08 March 2009

Holiday Food Mash-Up

This weekend, with some assistance from Rafi and Rita, I made five dozen hamentaschen - half of them apricot, half chocolate. On spying the chocolate filling, Julian told me that yesterday, in shul, a friend of ours bit into a chocolate hamentasch and wondered aloud whether it was carob. "Nobody would make carob hamentaschen!" I replied, just as he was getting to that same punchline. "It's Purim - not Tu B'Shevat!"

It got me thinking, though - how many holiday food traditions could one cram into a single, edible (and preferably palatable) item? Carob hamentasch = Tu B'Shevat + Purim. Fry it, and you cover Chanukah. Fried carob hamentasch with a honey-based dough = Chanukah + Tu B'Shevat + Purim + Rosh Hashana. Maybe you can even argue Sukkot, because hamentaschen are stuffed, in a manner of speaking.

Can you come up with a more inclusive delicacy?

5 comments:

Juggling Frogs said...

A friend once collected everyone's etrog after sukkot to make etrog jelly.

She gave us a jar of the jelly as a chanukah gift.

We weren't fond of it, but she said it was yummy and worth making.

So I saved the jelly and put it in the hammentashen I made for her family in my mishloach manot to her that year.

Anonymous said...

It got me thinking, though - how many holiday food traditions could
one cram into a single, edible (and preferably palatable) item? Carob
hamentasch = Tu B'Shevat + Purim. Fry it, and you cover Chanukah.
Fried carob hamentasch with a honey-based dough = Chanukah + Tu
B'Shevat + Purim + Rosh Hashana. Maybe you can even argue Sukkot,
because hamentaschen are stuffed, in a manner of speaking.


Make the dough out of matza cake meal, and you've added Pesach.

Make the filling carob *cheesecake*, and you've added Shavuos.

Then . . . don't eat it, and you've got Yom Kippur!

penny said...

@Anonymous that only works if you gebrockts on pesach. so i guess sub potato starch and a pound of sugar instead...

miriamp said...

Ew. No gluten-free hamentashen. That just doesn't work. (Sorry, Penny!)
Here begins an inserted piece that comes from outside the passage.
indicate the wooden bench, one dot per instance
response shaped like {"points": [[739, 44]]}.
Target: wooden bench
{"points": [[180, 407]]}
But my hamentashen dough already contains honey AND oil. (we are not frying it, either, sorry, Shanna.) Carob filling in one, esrog jelly filling in another and some sort of story about tying all the holidays together (perhaps sans Pesach, or just include Pesachdik grape juice? Not in the same food item, though) would make an interesting mishloach manos theme.

miriamp said...

Hmm, something milchig might tie in Shavuos and Chanukah in one step and save you even contemplating frying hamentashen.